ご近所アイドル現る
帰宅して、先輩と一緒に家に上がった。
「先輩、一緒に住むなら部屋が欲しいでしょ? 空いている部屋があるから、そこを使って」
「えっ、でも……」
「いいの。これは主人としての命令ね」
「分かりました。ご主人様がそうおっしゃるのなら、お言葉に甘えます」
学生服のままで言われるとドキドキするな。部室の時はメイド服だったけど、帰宅前に着替えていた。またあの可愛らしいメイドになってくれるんだよな。
「さあこっちへ」
階段を上がっていき、二回へ。
ちょうど空き室があった。
本当は物置部屋だったが、偶然整理中で空いていた。そこを使って貰う。しかも、俺の部屋の隣。直ぐに会える。
「お、お邪魔します」
「どうぞ」
「わぁ、綺麗ですね。ご主人様の家ってちょっと大きいですし、広いですよね」
「まあ、親父が投資家だからね」
「凄いです。成功していらっしゃるんですね」
「いや、そこそこらしい。でも、海外旅行とかするくらい余裕はあるみたい」
親父は投資を上手くやっているようで、俺にお小遣いを数万~数十万くれるほどだった。誕生日プレゼントやクリスマスプレゼント、お年玉もしっかりくれる良い親父だ。母親も近所から良妻賢母と称賛されている程に優しい人だ。
「本当に良いですか……わたしが使っても」
「先輩に使って欲しい。両親が帰ってくるまで一緒にいて欲しいから……だから、その」
「ご主人様……」
先輩は嬉しそうに俺に抱きついてきた。良い匂いが鼻腔を突いて俺はどうかなりそうだった。いろいろ当たってるし、先輩……柔らけぇ。
あ~…どうしよう、心臓のドキドキが止まらない。
「せ、先輩……」
「……すっごく嬉しい」
「は、はい……俺も嬉しいです」
思わず敬語になってしまう俺。
やっばい、まだ動悸が収まらない。
かつてこんな緊張した日はないだろう。
俺は今、猛烈に震えまくっている。
手汗やべぇ~…。
「じゃ、じゃあ……着替えるね。それとも見る?」
「先輩の生着替え見たら鼻血を噴きだす自信があるよ……俺」
「では、少しお待ちを」
「うん、分かった。リビングで待ってる」
手を振って別れ、俺は着替えてリビングへ向かった。ソファに座り、先輩を待つ。落ち着かない。非常に落ち着かない。少し前に一日を過ごしたじゃないか。
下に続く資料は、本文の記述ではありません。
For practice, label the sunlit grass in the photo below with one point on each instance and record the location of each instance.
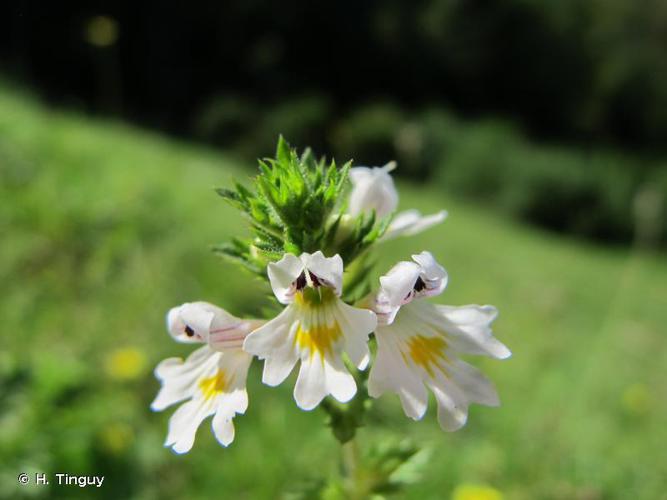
(105, 227)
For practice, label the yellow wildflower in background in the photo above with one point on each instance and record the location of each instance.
(127, 363)
(476, 492)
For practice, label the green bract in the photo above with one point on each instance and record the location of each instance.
(296, 204)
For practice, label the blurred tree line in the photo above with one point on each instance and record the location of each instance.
(385, 79)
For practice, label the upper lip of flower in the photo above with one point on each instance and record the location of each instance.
(201, 322)
(292, 274)
(406, 281)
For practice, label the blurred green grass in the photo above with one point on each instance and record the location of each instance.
(105, 227)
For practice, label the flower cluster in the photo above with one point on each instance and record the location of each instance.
(308, 224)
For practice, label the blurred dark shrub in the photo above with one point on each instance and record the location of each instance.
(564, 189)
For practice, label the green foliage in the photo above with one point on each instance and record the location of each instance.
(296, 206)
(105, 230)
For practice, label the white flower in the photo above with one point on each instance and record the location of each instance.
(419, 344)
(316, 328)
(212, 379)
(373, 189)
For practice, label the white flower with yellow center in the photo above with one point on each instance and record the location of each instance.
(316, 328)
(419, 344)
(211, 380)
(373, 189)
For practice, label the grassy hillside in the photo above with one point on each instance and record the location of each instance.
(104, 227)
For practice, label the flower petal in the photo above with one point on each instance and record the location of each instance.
(179, 378)
(432, 274)
(311, 387)
(389, 373)
(184, 423)
(372, 189)
(328, 270)
(204, 322)
(452, 406)
(283, 274)
(357, 324)
(396, 288)
(469, 331)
なのに、どうして急にこんな心臓がバクバクするんだ!?
そんな時、チャイムが鳴った。
「ん、来客か」
通販で何かを頼んだ覚えもないし、ご近所さんかな。どうせ回覧板とか何かだろうと思って、俺は向かった。
玄関を開けると――
「あのー…、鐵さんの家ですよね……って、紗幸くん!?」
「お、お前……篠原、篠原じゃないか!」
びっくりした。玄関の向こうには、
身に着けている物もハイブランドばかり。おいおい、あのショルダーバッグはイル・ヴィトンじゃないか。時計もルレックスのデイトゥナ! 渋すぎ! 靴はバレンテノのショートブーツ(←母さんが同じものを持っていたので知っていた)。
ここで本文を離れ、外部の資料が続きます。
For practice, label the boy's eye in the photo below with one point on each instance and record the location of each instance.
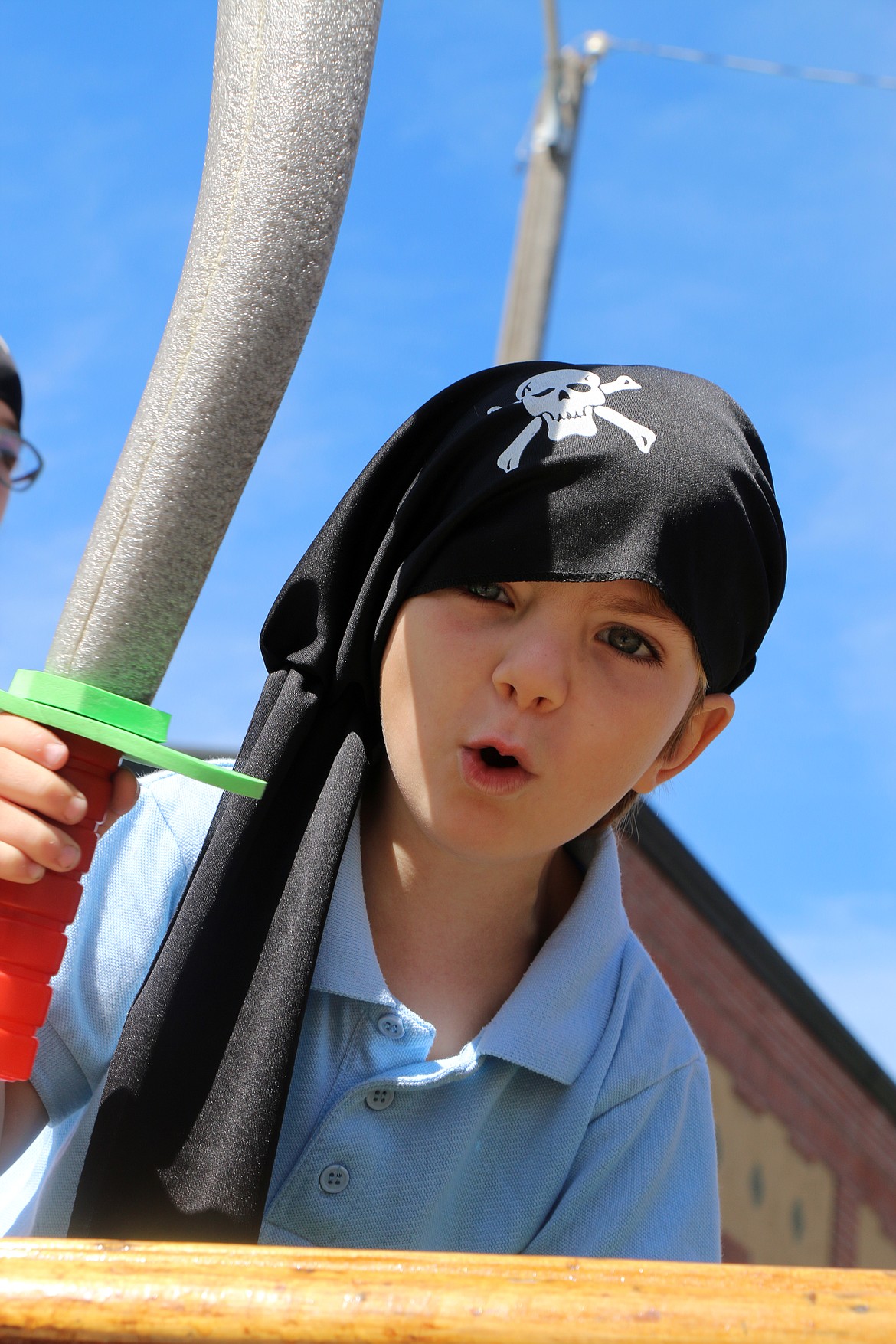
(626, 640)
(488, 592)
これを見るとガチのアイドルと思い知らされた。儲かってんな。というか、門限で帰ったのではなかったのか?
「あ、あのね……わたし、近所だから、その様子を見に来たんだけどね」
「えっ、篠原……お前本当にご近所さんだったの?」
「うん。最近まではマンションで暮らしていたけど、アイドルは休止中で今は帰ってきているから」
あー…もしかして、幼馴染ってマジかもしれない。俺が馬鹿なだけか!? しかも、油断していると背後から先輩の気配が――マズい!!